The Spending Review – what does it mean for local government?
In his Spending Review statement, George Osborne appears to have started the process of reversing central governments’ hold over local government. Local financial accountability cannot be achieved when so much of local government’s income is determined, capped or controlled by Whitehall.
Over the Spending Review period central government’s direct funding of local government will fall by 24% in real terms, but as a result of the ability to raise and retain taxes locally the net impact is likely to be a forecast reduction in net real terms of 6.7%. This only starts to redress the accountability balance and overall, statistics like this tend to down play the impact the announcements will have in certain individual local authorities. However, as the Local Government Association has recognised, the announcements do go some way to providing the flexibility for local government to raise some of the additional money they need.
Whilst 6.7% may be a smaller reduction than the last savage cuts of the 2010 Spending Review, further reductions of even this size will be challenging, particularly with ever increasing social care costs and with most of the easy savings wins already taken.

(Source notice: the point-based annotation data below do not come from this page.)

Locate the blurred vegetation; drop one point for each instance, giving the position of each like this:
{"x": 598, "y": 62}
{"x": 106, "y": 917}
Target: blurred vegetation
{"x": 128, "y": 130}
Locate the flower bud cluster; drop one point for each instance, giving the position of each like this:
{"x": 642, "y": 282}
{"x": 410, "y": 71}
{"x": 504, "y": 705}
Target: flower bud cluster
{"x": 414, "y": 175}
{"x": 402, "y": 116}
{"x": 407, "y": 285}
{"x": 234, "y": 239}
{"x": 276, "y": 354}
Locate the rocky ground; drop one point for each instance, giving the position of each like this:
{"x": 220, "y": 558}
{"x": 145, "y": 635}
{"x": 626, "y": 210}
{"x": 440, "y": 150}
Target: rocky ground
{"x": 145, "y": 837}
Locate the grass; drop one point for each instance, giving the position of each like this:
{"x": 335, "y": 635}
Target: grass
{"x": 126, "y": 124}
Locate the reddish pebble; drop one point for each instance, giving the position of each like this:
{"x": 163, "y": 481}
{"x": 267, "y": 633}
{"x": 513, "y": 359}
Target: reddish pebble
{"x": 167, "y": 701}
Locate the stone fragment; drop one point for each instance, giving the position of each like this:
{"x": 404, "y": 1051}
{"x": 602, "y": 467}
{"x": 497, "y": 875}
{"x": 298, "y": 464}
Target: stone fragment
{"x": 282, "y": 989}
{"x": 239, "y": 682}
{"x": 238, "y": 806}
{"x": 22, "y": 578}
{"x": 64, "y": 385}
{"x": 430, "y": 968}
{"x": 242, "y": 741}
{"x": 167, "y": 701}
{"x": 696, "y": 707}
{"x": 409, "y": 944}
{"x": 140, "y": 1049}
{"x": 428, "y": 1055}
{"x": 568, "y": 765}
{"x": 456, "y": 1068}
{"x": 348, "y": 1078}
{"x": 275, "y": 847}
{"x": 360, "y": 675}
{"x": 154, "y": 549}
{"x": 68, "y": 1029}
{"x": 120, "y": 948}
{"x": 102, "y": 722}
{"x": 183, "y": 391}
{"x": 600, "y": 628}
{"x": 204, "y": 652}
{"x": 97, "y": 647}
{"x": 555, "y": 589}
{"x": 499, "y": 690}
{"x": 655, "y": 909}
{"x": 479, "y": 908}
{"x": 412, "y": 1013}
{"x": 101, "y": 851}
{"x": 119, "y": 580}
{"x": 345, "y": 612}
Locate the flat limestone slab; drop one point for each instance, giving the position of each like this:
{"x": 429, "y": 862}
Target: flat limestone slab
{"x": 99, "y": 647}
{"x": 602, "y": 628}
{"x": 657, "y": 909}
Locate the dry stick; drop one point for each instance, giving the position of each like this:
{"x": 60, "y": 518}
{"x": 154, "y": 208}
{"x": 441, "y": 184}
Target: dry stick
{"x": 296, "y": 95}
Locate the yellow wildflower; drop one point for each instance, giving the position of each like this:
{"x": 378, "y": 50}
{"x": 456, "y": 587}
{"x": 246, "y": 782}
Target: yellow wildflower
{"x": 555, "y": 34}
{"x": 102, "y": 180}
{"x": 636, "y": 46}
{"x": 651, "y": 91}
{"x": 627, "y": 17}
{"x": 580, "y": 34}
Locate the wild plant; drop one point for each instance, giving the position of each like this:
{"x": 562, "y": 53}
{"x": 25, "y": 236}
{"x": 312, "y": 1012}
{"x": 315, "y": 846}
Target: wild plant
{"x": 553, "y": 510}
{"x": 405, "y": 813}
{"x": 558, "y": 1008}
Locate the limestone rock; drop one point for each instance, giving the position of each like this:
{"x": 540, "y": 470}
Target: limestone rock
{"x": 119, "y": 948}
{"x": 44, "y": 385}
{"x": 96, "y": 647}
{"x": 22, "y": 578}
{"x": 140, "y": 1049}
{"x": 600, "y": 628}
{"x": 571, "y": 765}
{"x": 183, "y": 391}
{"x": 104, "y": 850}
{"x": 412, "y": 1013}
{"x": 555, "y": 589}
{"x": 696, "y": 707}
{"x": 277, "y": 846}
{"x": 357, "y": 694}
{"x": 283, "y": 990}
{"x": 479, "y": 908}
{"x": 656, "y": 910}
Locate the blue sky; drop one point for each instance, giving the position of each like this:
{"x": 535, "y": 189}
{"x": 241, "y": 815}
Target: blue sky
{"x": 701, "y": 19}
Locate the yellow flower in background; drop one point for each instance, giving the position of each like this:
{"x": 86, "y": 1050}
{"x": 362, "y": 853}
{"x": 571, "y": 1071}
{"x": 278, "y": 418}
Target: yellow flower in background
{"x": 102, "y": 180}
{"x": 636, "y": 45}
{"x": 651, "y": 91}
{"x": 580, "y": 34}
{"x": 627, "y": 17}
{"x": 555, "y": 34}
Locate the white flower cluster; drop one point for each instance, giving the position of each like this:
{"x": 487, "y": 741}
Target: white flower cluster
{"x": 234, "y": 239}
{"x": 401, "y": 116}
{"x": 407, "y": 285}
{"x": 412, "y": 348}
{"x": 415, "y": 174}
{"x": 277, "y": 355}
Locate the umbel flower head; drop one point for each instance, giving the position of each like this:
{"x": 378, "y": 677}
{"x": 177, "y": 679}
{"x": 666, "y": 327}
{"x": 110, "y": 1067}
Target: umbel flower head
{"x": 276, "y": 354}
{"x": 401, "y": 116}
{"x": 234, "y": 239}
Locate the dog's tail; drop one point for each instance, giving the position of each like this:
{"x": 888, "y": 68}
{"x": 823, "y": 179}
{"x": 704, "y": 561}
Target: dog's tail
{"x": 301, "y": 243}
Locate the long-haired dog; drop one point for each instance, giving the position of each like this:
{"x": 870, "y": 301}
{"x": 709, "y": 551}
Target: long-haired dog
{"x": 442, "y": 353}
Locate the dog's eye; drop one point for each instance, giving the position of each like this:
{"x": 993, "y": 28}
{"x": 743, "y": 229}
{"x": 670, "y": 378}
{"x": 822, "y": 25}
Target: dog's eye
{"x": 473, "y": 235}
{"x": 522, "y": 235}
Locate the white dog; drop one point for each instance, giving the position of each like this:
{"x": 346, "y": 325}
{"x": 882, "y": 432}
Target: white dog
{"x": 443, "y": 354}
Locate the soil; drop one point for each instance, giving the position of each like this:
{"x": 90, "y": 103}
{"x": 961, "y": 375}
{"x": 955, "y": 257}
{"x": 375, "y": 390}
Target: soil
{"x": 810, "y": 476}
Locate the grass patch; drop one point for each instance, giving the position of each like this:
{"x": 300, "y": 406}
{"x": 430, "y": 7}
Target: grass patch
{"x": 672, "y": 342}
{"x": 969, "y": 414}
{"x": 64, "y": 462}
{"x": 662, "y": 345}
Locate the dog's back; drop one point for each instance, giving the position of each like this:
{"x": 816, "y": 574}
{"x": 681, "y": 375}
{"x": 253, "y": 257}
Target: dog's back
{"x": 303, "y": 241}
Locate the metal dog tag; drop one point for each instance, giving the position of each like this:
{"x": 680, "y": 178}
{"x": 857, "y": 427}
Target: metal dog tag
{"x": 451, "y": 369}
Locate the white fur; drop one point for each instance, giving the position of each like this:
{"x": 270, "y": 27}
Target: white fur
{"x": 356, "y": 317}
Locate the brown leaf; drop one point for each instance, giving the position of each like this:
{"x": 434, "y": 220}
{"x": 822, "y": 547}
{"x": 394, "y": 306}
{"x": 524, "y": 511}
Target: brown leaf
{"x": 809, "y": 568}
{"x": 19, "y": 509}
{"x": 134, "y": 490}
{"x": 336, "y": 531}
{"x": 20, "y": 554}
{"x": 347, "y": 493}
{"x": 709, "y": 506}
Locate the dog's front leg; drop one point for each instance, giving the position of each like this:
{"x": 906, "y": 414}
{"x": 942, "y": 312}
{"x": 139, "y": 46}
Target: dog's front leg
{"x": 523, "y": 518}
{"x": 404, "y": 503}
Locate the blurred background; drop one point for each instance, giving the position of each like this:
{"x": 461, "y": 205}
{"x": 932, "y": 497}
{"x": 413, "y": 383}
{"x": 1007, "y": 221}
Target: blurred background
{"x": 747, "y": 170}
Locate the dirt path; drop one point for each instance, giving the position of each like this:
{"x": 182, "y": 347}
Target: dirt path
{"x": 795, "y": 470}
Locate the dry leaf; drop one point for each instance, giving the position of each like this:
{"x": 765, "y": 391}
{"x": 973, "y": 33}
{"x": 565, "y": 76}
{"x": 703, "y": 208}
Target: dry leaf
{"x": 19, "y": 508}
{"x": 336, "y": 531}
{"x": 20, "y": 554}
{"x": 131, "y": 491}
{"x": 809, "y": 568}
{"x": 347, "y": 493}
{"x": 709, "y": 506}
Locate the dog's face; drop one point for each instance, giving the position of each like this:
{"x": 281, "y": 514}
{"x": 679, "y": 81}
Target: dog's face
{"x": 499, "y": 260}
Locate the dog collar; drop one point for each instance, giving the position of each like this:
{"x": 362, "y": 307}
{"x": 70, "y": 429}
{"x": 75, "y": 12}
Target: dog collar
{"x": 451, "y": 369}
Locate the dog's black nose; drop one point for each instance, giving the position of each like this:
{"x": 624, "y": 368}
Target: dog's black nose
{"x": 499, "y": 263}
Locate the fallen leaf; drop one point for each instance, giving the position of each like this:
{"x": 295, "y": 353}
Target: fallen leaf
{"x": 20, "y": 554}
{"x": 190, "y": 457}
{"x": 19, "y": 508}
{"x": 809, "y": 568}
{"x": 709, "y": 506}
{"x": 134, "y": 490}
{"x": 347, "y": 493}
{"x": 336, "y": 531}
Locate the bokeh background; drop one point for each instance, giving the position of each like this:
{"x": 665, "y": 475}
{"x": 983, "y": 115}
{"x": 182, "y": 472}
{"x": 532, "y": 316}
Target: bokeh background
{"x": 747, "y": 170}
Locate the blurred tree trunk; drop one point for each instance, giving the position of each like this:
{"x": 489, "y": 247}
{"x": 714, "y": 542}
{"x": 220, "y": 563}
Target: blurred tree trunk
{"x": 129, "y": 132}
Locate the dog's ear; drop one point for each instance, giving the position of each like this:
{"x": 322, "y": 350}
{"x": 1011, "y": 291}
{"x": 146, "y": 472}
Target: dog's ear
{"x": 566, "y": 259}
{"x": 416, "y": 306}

The devil is also in the detail of the announcements. The Chancellor indicated that additional responsibilities will be devolved to local authorities over the next few years e.g. transferring funding responsibility for housing benefit administration for pensioners and current public health responsibilities. These new areas of responsibility will be consulted on, but there was no indication of whether additional funding would be provided.
So a cautious but wary welcome to the moves to strengthen local democracy and accountability is probably the right response from local government. But, the need to transform, to innovate, to plan smarter and initiate changes in the way people work, whilst maintaining service quality to and accountability with the taxpayer remain as strong as ever.